Approach the Distillery today and you’ll be met by a stunning copper veil. What Cameron thought was just a wanky name for an expensive fence is actually a highly functional design feature. The top half of the veil (just out of reach so no one scalds their hands) is constructed from 1.6 kilometres of narrow copper pipes acting as a heat exchange to passively cool the water from our stills after distillation. The result saves us huge amounts of energy and allows us to return the cooled water to the still system for future distillations, saving gigalitres of water every year too.

Move into the new Beth’s Bar and you’ll also see an array of copper pipes behind the bar. These are piping gin directly into the bar from the stillhouse, allowing us to save hundreds of kilograms of glass waste every year.

All around the place, you’ll find environmental wins, big and small, with each story told on a black-and-white plaque, ensuring that we do some good for the planet and get the credit for the good that we do. Win-win!

Image: Supplied
A new era

We opened the doors to Healesville 2.0 in the middle of 2022, just in time for one final year of private ownership before Stu, Cam and I sold our remaining shares to Lion on 1 July 2023. The world remained a challenging place, but the business and brand were both in great shape. So why sell? Why not continue to be owners of the business forever?
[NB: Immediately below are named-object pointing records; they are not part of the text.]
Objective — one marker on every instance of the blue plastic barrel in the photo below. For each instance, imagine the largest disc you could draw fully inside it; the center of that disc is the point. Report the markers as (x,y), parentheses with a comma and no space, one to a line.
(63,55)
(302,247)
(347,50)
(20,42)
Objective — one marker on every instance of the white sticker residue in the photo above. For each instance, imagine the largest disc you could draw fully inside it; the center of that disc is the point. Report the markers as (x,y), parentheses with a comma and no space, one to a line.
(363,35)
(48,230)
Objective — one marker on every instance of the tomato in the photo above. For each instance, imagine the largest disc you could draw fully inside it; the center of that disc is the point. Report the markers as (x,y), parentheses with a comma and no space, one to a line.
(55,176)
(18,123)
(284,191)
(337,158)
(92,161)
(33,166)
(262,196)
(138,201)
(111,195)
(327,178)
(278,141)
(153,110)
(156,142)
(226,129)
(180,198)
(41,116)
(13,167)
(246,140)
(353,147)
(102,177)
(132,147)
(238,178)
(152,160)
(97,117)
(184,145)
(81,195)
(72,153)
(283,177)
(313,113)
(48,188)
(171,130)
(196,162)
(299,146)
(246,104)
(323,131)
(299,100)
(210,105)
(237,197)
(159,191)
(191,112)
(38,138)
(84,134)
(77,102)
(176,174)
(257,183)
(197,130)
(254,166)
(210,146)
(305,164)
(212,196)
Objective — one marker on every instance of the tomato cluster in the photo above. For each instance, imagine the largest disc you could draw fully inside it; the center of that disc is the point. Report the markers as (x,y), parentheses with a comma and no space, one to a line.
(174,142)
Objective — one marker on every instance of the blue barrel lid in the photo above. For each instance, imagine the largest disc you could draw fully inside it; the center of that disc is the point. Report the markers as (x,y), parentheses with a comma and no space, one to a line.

Every founder will have different reasons for this decision, including, inevitably, the financial one. To found something means to take risk, a lot of risk, with your money (and, likely, home) and oftentimes with other people’s money too. At some stage, if you can, that risk deserves some level of reward. Particularly, Stu, Cam and I always felt that the Ginvestors who had backed us unquestionably since the very early days deserved to have a good day.

Beyond that, we had created something in Four Pillars that was bigger than the three of us. We had built a business with real heart, a business that had a home in the corner of the Yarra Valley, and an army of people who would lie down in traffic to help it succeed. And around that business, we had built a modern classic Australian brand that deserved to stand and grow alongside other modern Australian success stories on both the domestic and world stage.

At some stage, for Four Pillars to achieve its full potential, it couldn’t be constrained by the energies and risk appetites of three even balder and older co-founders. So, the time came to pass on the baton to the Four Pillars team we’d built, the best 150 people we will ever have the privilege of working with.

And when it came to celebrating the tenth birthday of Four Pillars in December 2023, we did it in the most Four Pillars way possible. We commissioned Australian portrait photographer Mia Mala McDonald to capture ten portraits of the people who had defined the first decade of Four Pillars and who embodied the sense of Four Pillars as a gin family.

Some were solo portraits, like our brilliant Marketing Director Jemma, also the first (and to this date only) person to ever get married at Four Pillars Distillery. Others were pairs, like Scott and Brett who had started in hospitality together. Or like Elton and Nicole, husband and wife legends of Four Pillars. And, of course, there were Cam and Wilma: master distiller and the still named after his mum that had started it all.